Membaca karya sastrawan lama, bagi saya sama dengan membaca kehidupan manusia di masa itu. Ketika karya itu dituliskan. Pulang, novel karya Toha Mohtar yang suka memakai nama-nama samaran dalam karya-karyanya, bagi saya menjadi sebuah kritik kehidupan masyarakat. Tidak saja pada masa novel tersebut dituliskan, tetapi kritik cerdas pada masa yang tengah kita jalani saat ini.

Mari kita sedikit pelototkan mata pada kondisi saat ini, kepahlawanan anak bangsa melalui prestasi apa saja, para pejabat berlomba-lomba turut bersorak hore, nebeng tenar. Mengantri selfi seperti anak-anak abege di mall ngantri selfi dengan aktor drakor. Di lain waktu sibuk mencari kambing hitam dan ramai turut membully ketika prestasi tak sesuai harapan. 

Pada saat ini rasa malu menjadi sesuatu yang langka. Ketenaran menjadi dewa, patut diraih dengan segala cara. Buzzer-buzzer dikerahkan, kesalahan bukan sebuah kecacatan. Cukup menuliskan kata maaf yang terlihat basa-basi. Saya pikir, kita semua perlu membaca buku-buku fiksi. Roman-roman, novel, atau cerpen-cerpen supaya kepala kita tak penuh dengan segala macam teori-teori yang hanya menjadi retorika belaka. 

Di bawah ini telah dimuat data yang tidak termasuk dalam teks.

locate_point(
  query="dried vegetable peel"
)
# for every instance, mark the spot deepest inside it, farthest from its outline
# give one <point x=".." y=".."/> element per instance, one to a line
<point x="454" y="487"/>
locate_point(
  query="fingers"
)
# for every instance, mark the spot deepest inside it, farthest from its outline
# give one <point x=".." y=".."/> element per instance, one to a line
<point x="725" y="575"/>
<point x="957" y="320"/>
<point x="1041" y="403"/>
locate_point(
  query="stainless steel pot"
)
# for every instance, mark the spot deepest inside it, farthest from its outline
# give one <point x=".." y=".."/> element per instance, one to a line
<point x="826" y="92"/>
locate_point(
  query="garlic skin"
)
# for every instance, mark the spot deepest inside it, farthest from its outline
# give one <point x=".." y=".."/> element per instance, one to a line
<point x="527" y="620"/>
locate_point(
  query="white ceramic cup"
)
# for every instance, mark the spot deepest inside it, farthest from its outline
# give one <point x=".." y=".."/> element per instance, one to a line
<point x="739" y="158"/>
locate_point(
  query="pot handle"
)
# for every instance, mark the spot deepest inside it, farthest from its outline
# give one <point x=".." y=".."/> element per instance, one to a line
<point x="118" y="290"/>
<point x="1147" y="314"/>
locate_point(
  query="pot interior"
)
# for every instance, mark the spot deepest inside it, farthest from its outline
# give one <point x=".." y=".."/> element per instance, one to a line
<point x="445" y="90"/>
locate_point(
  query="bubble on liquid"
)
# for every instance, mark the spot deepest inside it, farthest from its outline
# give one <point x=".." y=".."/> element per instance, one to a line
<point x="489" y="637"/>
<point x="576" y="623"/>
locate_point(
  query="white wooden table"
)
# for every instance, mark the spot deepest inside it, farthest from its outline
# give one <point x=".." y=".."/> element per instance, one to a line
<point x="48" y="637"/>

Kita perlu belajar pada Tamin, mempunyai rasa malu yang besar, sadar pada kemampuan diri. Cukuplah ngurus sawah dan membuktikannya hingga panen tiba. Atau menembangkan Asmaradana ketika malam tiba, agar anak-anak lelap tertidur, dan tembang itu menghantar mimpi remaja yang tengah dilanda asmara. Ya, seperti Tamin.

2022

Comments

Popular posts from this blog

Sora

Lebaran di Jogja (bag. 1)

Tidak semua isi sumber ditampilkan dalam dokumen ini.